«Abbiamo in casa un tesoro: impariamo ad accorgercene»

Uno scrittore e una domenica speciale tra i pordenonesi sul lungofiume. «Non toccateci le abitudini». Ma davvero una difesa a oltranza vale la pena?

Partiamo col dire una cosa, semplice semplice: abbiamo un fiume che è uno spettacolo. Davvero, anche uno con la sensibilità di un muflone sardo (senza nulla togliere ai mufloni sardi, che so essere animali molto emotivi a volte), passando sul lungo fiume in una giornata come quella di ieri non può a un certo punto non fermarsi, spalancare la bocca e dire: «Cacchio, ma che bello è».

A me è successo una dozzina di volte ieri: perché il fatto nudo e crudo è che questa città ha lì nascosti - macché nascosti, sono davanti agli occhi di tutti, quasi sfacciati - angoli di bellezza incredibili.

Forse siamo noi che pensiamo siano nascosti, ma se succede questo il motivo è molto semplice: Pordenone è per noi come la nostra fidanzata storica, quella a cui bene o male ci siamo abituati, e quella che tradiamo sempre più spesso pensando che le altre siano più belle.

Beh, per restare in metafora: fatevi un giro sul lungo fiume senza le macchine e il traffico, e vi renderete conto che siete fidanzati con una specie di fusione tra Belén, Megan Fox e Bar Rafaeli. Non solo, ma ci scommetto quello che volete: a un certo punto della passeggiata direte: ma davvero a Pordenone c’è ’sto posto qui?

Perché se andate dal Ponte di Adamo ed Eva verso la rotonda di Obelix, dopo un po’, sulla sinistra, si apre una specie di piccola ansa del fiume che prende la direzione del centro città, e un angolo di verde pieno di un trionfo di salici, pioppi, betulle, roveri, olmi, tutti lì vicini, tutti diversi: tutti - perdonate l’entusiasmo - meravigliosi.
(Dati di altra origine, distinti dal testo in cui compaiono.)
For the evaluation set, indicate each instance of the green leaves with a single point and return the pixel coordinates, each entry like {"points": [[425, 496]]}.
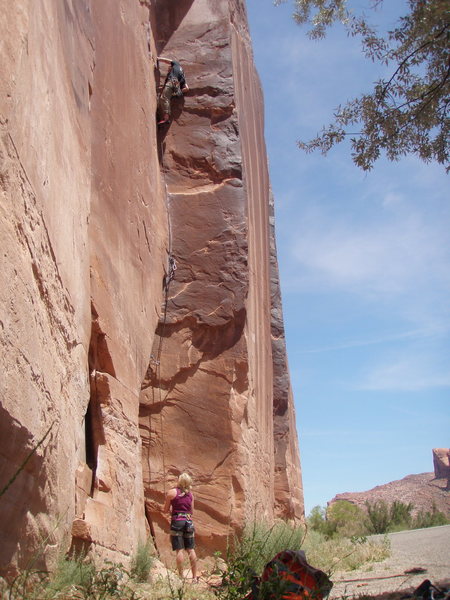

Se siete a corto di fantasia come posti dove portare la morosa - o quella che sperate lo diventi, per fare colpo, vi consiglio quel posto lì. Il problema è che, normalmente, se ce la portate, potreste sentire, mentre le state dicendo «Che bella che sei» un camionista ungherese che dà un’accelerata e che con uno spruzzo di fumo dalla marmitta potrebbe farcela sparire alla vista per qualche secondo.

Già, perché è quello che succede di solito in giorni che non sono ieri (anche senza il camionista ungherese).

Posso dire la mia, umilissima, opinione? Dal punto di vista turistico, se fossimo una squadra di calcio tipo, che ne so, il Barca, continuare a lasciare la Rivierasca aperta al traffico nel weekend sarebbe come giocare una finale tenendo in panchina Messi, Neymar e Suárez.

Perché in questo fine settimana, con la musica, i mercatini, i chioschi, li abbiamo fatti giocare: e la differenza si è vista. Passiamo per essere una città di pantofolai (vero) che detesta le novità (vero) e che non si sa divertire (verissimo). Il punto è che, però, quando in città succede qualcosa di bello, di diverso, di nuovo, questi luoghi comuni vengono immediatamente stravolti.

Le ho viste le facce dei pordenonesi ieri a camminare vicino al fiume: sorridevano. Rilassati. Non come spesso succede alle vasche in centro, che i conoscenti ti salutano a fatica, che è pieno di facce rigide e, diciamocelo, di fighetti che trasudano antipatia da ogni poro.

L’atmosfera che si respira di fianco al Noncello è un altra, e finalmente viene fuori la parte sciolta, spensierata, distesa di noi. È come se ci prendessimo una vacanza da noi stessi.

La cosa che sinceramente mi lascia allibito è come molte persone siano contrarie a chiudere questa strada magnifica nel weekend, perché stravolge le loro abitudini, costringe ad allungare un po’ il percorso in auto, cambia leggermente i programmi.

Ecco, in questo, noialtri pordenonesi, siamo proprio dei testoni, diciamocelo. Toccaci quello che vuoi, ma non le nostre abitudini, la nostra routine. In questo sì, siamo peggio dei mufloni sardi.

Ma venite a fare un salto sul lungofiume in una domenica come quella di ieri e, mufloni o no, cambierete idea.